Egypt arrests 6 Sudanese trying to enter Israel
May 26, 2006 (AL-ARISH, Egypt) — Egyptian police captured six Sudanese, including a one-year-old boy, who were trying to cross into Israel early Friday to seek asylum, a security official said.
The six were arrested at dawn as they tried to get over the coil of barbed wire that marks the border in Egypt’s northeast Sinai desert, said Brig. Gen. Adel Fawzi, the chief of the North Sinai criminal investigation department.
They were arrested near al-Barth village, about 40 kilometers north of Al-Arish, where they had been left by a Bedouin smuggling gang to whom they had paid a total $3,500 to reach Israel.
The detainees, who included a 22-year-old mother and her infant boy, were from Darfur, the strife-torn western region of Sudan. They used to live in Cairo and were planning to seeking asylum at the U.N. High Commission of Refugees in Israel, Fawzi said.

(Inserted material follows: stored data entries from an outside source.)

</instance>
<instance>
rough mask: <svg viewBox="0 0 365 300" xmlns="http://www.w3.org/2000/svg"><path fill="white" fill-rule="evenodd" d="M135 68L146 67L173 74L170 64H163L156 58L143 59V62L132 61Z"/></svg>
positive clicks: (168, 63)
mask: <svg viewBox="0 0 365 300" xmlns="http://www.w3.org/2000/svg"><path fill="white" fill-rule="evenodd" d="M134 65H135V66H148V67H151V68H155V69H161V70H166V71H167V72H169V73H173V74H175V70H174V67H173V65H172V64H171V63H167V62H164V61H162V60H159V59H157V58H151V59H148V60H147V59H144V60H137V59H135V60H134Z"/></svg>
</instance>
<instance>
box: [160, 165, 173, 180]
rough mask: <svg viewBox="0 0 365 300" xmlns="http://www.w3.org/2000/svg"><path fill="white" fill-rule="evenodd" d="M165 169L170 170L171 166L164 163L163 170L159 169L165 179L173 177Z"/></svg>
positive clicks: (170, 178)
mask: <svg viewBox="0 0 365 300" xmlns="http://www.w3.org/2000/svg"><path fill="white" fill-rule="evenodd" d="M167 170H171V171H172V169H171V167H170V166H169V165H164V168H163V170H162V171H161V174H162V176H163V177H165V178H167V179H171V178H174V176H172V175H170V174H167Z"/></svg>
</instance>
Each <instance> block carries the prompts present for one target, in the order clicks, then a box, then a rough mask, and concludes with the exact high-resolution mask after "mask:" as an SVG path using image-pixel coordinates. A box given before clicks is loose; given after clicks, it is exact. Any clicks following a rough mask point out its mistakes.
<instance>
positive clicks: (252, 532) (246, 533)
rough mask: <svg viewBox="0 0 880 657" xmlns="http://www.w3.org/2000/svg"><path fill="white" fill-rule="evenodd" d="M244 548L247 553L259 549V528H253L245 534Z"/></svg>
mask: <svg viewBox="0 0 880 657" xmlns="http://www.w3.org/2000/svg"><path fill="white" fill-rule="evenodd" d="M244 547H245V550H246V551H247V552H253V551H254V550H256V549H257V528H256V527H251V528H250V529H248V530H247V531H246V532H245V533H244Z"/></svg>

Fawzi added the Sudanese Embassy in Cairo had been informed. Embassy officials weren’t available for comment as Friday is the weekend in Egypt.
The detainees were being held in police custody in Al Arish.
Egyptian authorities have long accused Sinai inhabitants of smuggling weapons, drugs and people across the border into Israel and the Gaza Strip. The peninsula is inhabited by about 10 semi-nomadic Bedouin tribes who are known for their knowledge of the area’s desert and mountain ranges.
Egypt and Israel regularly accuse each other of not doing enough to seal their border and stop smuggling.